Medic training began at the Mae Tao Clinic in Mae Sot, Thailand, under Dr. Cynthia’s direction, in 1994. As of 2009 approximately 1,700 Medics have been trained. At the clinic there are inpatient and outpatient activities providing free health care for refugees, migrant workers, and other individuals who cross the border from Burma to Thailand, regardless of ethnic origin or religious status. Care to the approximately 150,000 patients per year at the Mae Tao Clinic is provided primarily by the Medics, including coverage of the adult and pediatric outpatient clinics and inpatient wards, the clinics for dental and eye care, the obstetric and surgical wards, the mental health clinic and the complementary medicine clinic. There is also a prosthetics department to care for victims of landmine injuries, staffed by landmine injury survivors. The lab processes upwards of 45,000 malaria slides per year. Only 1% of the annual patient census needs to be referred out to the local Thai hospital in Mae Sot.

Importantly, some of the Medics who are trained at Mae Tao Clinic work for Back Pack Health Worker Teams (BPHWT). The teams go into the armed conflict areas in Burma, and provide primary health care and education to displaced villagers who have no access to medical services. There are extreme risks for the teams to be in Burma including being imprisoned or shot by the Myanmar military and injured by landmines in the border area. Seven workers have lost their lives since the program started in 1998 (  There are currently 81 teams (consisting of 3 – 5 individuals) operating in Eastern Burma. There are approximately 300 Medics involved on the teams. The medics work with local village birth attendants (for whom they provide training) and village health volunteers. The teams remain in the conflict (or so-called “Black”) areas for approximately 6 months at a time and are periodically re-supplied by the village volunteers. Health education is conducted in the makeshift encampments including sanitation, first aid and malaria and HIV/AIDs prevention. Additionally, preventive medicine programs are initiated including Vitamin A and Iron distribution, de-worming mediations and Filariasis prevention activities. In some areas clean water systems are installed to promote health and wellness.

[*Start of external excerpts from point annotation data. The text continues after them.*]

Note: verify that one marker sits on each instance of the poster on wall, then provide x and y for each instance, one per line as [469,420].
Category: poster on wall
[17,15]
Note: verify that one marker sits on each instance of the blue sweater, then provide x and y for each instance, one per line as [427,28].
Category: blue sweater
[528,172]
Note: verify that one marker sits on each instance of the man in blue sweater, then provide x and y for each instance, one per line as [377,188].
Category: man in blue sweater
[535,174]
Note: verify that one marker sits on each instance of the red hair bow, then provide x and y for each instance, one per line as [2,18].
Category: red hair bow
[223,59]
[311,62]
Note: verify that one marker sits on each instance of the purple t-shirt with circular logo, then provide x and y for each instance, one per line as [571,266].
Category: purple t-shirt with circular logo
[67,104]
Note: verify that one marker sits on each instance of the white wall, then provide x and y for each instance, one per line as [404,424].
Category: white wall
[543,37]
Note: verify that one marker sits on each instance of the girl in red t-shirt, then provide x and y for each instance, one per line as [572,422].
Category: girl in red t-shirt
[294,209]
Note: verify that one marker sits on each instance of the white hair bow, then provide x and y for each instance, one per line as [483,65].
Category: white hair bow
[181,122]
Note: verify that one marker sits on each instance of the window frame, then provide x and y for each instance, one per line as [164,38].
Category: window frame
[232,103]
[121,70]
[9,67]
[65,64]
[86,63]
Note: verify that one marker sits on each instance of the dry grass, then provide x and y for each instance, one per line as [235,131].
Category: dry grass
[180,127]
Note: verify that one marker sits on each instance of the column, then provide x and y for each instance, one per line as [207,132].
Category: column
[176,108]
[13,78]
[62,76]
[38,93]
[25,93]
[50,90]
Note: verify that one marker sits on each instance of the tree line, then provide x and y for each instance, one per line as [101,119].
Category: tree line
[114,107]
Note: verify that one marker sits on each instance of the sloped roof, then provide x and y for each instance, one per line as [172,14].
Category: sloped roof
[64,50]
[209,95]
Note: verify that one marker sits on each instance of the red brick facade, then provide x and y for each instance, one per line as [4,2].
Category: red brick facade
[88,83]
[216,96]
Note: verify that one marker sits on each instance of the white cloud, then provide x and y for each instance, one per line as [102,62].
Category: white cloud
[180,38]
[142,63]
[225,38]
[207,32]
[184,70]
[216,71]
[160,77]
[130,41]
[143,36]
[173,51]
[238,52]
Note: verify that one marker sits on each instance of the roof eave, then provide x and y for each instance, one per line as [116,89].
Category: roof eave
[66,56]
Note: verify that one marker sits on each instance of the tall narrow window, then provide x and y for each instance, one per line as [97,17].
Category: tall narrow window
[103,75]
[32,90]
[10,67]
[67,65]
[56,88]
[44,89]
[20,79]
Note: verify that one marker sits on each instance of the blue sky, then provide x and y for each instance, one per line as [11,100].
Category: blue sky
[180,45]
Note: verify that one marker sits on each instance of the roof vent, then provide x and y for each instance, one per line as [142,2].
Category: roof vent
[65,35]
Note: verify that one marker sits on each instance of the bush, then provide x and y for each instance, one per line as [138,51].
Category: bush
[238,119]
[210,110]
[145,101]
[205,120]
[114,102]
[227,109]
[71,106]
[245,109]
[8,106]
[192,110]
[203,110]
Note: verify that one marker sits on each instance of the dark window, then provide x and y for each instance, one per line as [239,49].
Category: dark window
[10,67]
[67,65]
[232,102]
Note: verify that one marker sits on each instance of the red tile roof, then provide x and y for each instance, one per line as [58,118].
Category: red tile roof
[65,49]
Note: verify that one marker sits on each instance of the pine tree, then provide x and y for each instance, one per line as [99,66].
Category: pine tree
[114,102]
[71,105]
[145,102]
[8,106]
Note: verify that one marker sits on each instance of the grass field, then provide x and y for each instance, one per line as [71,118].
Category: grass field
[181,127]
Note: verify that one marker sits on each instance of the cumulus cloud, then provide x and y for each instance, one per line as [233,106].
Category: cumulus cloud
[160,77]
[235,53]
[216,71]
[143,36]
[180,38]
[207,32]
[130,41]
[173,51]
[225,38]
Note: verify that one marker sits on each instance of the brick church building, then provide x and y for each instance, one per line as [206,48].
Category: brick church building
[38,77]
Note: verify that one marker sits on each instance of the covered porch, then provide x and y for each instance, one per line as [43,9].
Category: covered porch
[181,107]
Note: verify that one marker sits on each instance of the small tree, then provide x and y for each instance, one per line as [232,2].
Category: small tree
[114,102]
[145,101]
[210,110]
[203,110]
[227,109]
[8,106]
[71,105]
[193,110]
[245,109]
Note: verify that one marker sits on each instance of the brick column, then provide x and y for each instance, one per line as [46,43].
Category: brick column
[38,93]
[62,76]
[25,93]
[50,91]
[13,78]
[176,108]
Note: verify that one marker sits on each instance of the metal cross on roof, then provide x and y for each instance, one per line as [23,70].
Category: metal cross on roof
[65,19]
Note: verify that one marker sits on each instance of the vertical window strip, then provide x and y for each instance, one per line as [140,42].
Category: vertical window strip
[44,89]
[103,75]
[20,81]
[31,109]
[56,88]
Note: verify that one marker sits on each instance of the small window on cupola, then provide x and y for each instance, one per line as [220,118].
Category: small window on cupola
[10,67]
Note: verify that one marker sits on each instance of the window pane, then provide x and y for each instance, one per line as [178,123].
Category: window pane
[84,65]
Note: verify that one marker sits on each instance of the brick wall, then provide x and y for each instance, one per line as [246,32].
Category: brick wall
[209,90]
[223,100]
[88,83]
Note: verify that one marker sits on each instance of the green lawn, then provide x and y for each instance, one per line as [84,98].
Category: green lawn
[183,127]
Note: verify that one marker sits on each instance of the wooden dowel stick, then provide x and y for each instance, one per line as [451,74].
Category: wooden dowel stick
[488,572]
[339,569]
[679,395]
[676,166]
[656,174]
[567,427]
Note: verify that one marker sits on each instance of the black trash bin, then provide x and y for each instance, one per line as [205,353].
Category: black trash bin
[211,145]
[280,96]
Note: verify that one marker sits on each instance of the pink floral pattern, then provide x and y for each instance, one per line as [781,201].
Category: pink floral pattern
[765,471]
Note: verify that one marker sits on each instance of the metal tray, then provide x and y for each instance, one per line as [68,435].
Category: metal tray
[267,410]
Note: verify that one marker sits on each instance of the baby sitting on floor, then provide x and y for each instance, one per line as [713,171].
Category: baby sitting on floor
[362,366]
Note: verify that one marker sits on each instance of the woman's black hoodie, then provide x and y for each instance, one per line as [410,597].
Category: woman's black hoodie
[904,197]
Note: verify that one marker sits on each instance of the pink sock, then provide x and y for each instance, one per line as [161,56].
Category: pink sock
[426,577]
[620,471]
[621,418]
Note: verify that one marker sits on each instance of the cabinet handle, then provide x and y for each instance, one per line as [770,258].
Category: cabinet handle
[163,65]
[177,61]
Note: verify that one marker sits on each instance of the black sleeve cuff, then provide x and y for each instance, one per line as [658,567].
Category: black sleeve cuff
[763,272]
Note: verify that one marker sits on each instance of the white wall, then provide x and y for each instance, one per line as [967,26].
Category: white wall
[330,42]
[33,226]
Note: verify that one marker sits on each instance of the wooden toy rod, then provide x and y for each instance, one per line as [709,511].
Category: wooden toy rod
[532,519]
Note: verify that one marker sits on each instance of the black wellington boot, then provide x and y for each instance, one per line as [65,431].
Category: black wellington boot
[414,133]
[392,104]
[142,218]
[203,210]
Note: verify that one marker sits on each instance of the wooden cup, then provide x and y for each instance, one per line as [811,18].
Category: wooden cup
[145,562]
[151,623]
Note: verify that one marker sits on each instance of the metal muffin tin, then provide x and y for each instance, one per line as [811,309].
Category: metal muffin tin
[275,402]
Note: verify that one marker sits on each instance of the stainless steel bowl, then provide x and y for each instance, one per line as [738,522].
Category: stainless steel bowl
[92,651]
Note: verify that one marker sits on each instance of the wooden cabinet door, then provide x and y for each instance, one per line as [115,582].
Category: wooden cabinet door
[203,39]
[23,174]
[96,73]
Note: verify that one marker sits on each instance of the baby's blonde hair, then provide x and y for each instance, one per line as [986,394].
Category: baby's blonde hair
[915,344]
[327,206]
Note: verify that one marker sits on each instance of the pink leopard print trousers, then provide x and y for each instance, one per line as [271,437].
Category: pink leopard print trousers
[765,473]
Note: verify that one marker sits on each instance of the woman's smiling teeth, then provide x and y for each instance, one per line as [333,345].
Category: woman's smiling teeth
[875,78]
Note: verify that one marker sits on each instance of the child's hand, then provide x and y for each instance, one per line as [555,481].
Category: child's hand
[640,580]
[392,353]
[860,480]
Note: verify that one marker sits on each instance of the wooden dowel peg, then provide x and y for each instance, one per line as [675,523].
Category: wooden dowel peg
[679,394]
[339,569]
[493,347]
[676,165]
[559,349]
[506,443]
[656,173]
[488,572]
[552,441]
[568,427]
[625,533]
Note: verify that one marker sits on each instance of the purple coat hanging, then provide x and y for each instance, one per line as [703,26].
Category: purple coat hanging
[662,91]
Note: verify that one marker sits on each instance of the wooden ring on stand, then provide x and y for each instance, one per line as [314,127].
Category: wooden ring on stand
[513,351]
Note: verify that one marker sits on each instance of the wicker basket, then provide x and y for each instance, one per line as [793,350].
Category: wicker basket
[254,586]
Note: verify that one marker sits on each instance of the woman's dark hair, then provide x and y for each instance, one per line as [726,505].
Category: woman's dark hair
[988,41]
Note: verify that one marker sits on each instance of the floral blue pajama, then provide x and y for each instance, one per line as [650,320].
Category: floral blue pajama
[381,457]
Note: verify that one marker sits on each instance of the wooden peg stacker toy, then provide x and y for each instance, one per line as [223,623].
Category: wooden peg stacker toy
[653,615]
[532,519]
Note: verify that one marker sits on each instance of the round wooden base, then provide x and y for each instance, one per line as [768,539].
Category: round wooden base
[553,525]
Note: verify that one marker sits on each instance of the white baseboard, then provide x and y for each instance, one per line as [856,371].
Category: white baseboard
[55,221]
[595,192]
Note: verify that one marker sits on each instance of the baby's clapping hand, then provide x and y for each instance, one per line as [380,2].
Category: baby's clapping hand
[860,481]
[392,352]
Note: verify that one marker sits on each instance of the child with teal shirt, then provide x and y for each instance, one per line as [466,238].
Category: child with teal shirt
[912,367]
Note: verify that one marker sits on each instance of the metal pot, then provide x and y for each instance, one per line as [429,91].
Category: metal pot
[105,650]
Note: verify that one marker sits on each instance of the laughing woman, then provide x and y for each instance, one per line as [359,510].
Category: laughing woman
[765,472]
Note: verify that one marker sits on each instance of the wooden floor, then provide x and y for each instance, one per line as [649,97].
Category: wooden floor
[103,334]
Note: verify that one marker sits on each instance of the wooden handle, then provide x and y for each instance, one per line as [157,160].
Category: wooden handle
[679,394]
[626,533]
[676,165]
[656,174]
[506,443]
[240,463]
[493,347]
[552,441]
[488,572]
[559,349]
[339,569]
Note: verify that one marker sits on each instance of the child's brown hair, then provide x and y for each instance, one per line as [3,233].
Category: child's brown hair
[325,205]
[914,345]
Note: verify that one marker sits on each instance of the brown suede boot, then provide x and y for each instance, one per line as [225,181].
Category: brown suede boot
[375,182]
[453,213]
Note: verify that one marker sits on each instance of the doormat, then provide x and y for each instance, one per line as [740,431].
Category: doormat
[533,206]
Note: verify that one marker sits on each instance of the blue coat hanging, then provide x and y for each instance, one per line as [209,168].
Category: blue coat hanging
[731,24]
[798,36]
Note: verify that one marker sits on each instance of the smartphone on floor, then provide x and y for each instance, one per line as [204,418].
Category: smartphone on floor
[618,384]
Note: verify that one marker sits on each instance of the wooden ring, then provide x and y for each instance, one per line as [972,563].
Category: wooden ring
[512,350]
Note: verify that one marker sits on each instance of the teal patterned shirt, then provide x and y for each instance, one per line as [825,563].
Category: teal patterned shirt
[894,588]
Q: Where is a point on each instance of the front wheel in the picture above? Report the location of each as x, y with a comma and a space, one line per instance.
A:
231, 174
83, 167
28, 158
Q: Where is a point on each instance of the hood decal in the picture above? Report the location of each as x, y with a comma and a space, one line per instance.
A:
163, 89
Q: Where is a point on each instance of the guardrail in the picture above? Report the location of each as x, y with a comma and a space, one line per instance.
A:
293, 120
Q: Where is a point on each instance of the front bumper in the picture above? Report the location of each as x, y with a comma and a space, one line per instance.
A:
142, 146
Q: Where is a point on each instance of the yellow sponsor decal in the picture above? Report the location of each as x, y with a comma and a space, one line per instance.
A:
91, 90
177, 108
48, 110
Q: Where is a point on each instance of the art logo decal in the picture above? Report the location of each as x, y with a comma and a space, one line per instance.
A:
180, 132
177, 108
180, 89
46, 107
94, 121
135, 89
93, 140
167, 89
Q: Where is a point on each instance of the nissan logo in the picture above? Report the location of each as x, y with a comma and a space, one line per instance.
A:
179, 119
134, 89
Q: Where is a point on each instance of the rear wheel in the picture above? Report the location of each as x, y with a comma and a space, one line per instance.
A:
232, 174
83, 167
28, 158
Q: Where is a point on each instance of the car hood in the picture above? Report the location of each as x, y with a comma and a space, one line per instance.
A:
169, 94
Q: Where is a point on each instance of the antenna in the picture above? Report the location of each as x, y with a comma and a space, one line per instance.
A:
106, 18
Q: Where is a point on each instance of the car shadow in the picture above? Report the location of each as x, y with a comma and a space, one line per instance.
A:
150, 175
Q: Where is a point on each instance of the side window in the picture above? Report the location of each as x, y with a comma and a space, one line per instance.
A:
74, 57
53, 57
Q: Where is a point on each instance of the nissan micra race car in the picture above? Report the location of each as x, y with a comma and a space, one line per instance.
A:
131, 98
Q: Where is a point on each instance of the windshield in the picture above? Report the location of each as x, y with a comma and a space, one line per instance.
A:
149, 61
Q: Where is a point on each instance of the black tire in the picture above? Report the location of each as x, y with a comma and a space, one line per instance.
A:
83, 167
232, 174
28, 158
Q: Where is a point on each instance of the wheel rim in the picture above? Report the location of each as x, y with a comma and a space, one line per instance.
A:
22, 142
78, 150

The Medics in the camps, the Back Pack Health Worker Team Medics, and the Medics at the Mae Tao Clinic operate very much like US Physician Assistants (PAs). They extend access to medical care to the vulnerable population of displaced persons. The Medics are educated to take patient histories, perform physical exams, diagnosis, and initiate treatment plans including the prescribing of medications and the performing of surgical procedures. Interestingly the Medic, as an officially recognized profession, does not exist in Thailand or in Burma, but only exists within the milieu of the vulnerable populations displaced by a brutal military Myanmar dictatorship. Health worker training begins with 6 months of education to become a Community Health Worker (CHW), then an additional 18 months to become a Medic. The Medics are then able to take additional training (3 – 6 months) in the areas of mental health, laboratory science, dentistry or ophthalmology.